When The Occidental reported on this story days after its occurrence, we were careful not to include the names of the students involved, to respect their privacy as students on campus. It seems as though these efforts were wasted on Student B, though, who chose to publicly identify herself to the LA Times, and in recent news, also posted an apology letter near the Cooler.
Student B became quite the public figure from this and it seems now that any pain, hurt or anger caused by the text messages is in the background of the increased attention on her. To me, her apology letter is worthless. When I read it, I see an attempt to reason that people should and can forgive her.
Here’s what she didn’t consider: it should not be on the backs of students, especially Asian students, to empathize with anyone who perpetuated racism against them. Though Student B mentions she is doing the work to better herself, I personally don’t find it completely genuine when a guilty person must advertise their penance.
Particularly upsetting was a line that read, “Had the statements been made about Bosnian Muslims (part of my family heritage) my reaction would have been different,” regarding her response to Student A’s* text messages. Our empathy for other human beings should not exist only in relation to our own experiences. Student B’s insertion of herself and her hypothetical reactions once again shifts the focus from the impacted Asian community to herself — in doing so, Student B has only further hurt and alienated the Asian community.

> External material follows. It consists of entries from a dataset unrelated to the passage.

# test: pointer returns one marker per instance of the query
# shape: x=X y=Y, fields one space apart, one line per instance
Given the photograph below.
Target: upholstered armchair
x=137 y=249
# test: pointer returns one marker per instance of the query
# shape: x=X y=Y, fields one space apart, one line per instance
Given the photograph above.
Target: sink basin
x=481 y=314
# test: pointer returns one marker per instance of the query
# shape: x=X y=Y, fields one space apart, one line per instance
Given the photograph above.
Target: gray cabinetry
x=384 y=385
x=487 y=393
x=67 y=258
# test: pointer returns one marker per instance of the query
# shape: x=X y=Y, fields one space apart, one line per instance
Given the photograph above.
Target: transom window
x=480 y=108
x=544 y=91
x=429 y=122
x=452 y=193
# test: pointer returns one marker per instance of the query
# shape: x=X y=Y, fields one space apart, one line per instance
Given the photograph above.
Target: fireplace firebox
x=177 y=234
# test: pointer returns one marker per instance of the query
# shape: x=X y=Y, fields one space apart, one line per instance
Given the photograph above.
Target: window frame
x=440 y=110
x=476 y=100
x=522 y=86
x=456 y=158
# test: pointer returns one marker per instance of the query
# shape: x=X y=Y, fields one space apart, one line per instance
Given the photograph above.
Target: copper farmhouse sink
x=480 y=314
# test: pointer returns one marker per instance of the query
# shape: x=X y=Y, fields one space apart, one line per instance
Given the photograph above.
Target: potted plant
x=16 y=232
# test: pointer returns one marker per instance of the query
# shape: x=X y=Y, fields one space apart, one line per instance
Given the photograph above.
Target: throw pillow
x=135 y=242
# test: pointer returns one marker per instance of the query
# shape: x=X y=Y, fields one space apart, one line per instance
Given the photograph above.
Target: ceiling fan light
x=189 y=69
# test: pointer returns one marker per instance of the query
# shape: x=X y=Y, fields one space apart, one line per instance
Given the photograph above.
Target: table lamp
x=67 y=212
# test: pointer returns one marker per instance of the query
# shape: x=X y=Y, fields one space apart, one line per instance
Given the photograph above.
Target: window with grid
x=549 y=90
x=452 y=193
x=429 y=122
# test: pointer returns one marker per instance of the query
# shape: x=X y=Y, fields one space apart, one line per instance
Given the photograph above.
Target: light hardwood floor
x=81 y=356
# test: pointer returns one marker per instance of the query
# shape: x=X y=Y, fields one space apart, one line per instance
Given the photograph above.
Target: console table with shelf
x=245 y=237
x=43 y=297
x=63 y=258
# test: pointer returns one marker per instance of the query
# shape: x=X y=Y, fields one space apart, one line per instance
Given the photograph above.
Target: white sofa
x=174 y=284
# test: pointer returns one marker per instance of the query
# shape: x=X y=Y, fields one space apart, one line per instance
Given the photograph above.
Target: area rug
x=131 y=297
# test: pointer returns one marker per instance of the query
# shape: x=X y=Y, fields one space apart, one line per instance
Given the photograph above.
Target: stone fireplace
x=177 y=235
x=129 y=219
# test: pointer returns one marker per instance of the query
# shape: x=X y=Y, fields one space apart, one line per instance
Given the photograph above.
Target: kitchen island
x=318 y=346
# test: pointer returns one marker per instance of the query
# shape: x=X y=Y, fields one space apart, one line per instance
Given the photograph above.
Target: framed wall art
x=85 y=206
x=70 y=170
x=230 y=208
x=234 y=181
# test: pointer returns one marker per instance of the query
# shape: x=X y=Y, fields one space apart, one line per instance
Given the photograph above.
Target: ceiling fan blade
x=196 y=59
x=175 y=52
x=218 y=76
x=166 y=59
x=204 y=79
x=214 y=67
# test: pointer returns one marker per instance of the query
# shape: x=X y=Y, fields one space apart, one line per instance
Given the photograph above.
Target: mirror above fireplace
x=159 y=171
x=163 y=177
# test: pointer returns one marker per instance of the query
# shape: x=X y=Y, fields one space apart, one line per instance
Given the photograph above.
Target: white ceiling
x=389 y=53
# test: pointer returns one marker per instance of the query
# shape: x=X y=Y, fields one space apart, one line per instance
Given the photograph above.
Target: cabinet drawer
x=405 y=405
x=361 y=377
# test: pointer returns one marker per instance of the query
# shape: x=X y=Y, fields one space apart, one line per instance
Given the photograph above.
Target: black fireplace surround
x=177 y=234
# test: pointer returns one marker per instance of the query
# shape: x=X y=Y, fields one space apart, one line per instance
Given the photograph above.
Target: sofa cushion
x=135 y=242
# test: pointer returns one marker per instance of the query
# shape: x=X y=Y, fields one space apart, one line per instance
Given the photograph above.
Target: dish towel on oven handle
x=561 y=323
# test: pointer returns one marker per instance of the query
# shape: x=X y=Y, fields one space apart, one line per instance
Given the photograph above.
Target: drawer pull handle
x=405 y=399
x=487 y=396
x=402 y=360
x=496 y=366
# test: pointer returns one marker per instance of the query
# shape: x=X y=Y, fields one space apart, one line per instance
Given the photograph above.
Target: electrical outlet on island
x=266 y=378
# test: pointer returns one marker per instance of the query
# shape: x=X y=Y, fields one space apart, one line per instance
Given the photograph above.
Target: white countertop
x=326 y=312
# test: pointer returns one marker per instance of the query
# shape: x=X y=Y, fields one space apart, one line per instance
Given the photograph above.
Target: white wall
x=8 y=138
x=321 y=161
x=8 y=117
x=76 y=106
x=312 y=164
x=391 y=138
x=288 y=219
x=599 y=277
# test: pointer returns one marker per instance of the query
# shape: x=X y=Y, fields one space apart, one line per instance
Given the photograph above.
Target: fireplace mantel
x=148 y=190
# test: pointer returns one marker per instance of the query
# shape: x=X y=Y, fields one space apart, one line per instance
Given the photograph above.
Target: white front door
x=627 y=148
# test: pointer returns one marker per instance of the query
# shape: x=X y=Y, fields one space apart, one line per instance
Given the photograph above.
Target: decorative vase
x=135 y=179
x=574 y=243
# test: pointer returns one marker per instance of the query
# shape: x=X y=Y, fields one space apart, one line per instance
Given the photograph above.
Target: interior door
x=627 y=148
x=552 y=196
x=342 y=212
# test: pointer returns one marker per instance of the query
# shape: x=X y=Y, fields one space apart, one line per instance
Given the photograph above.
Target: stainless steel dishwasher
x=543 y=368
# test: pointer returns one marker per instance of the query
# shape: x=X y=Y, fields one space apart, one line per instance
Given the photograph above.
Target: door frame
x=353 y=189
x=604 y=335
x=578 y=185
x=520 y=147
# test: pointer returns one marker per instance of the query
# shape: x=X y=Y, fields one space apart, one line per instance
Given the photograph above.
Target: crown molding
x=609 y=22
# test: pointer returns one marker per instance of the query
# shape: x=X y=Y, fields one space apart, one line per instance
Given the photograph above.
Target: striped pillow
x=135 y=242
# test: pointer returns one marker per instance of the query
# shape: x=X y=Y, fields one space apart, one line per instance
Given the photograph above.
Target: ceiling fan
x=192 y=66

The fact of the matter is that Student B’s actions are just a single example of how racist behavior often goes unchecked. Without holding racist people accountable for their actions, how are we ever supposed to talk about race and the cruel racialized history of our country? Oxy advertises itself with the facade of inclusivity and growth in the face of adversity, but the only growth I’ve felt is in anger. Perpetrators will never be the hero of the story, but we keep pretending that they are.
The LA Times has just as much work to do as Student B does. They are the paper of record for California and therefore have a great responsibility to get it right. Their lack of critical awareness lets statements like hers go unchecked. If the LA Times has any integrity as a publication that upholds the values of truth telling and fact checking, then they must follow up and change course in the future, so the pain of the Asian community was not in vain and the consumers of these stories are not misled.
To the LA Times, stop letting the perpetrators control the narrative. And to Student B, stop typing and listen for a change.
*The names of Student A and Student B have been omitted from our coverage in accordance with The Occidental’s policy of protecting the privacy of students as private individuals on campus.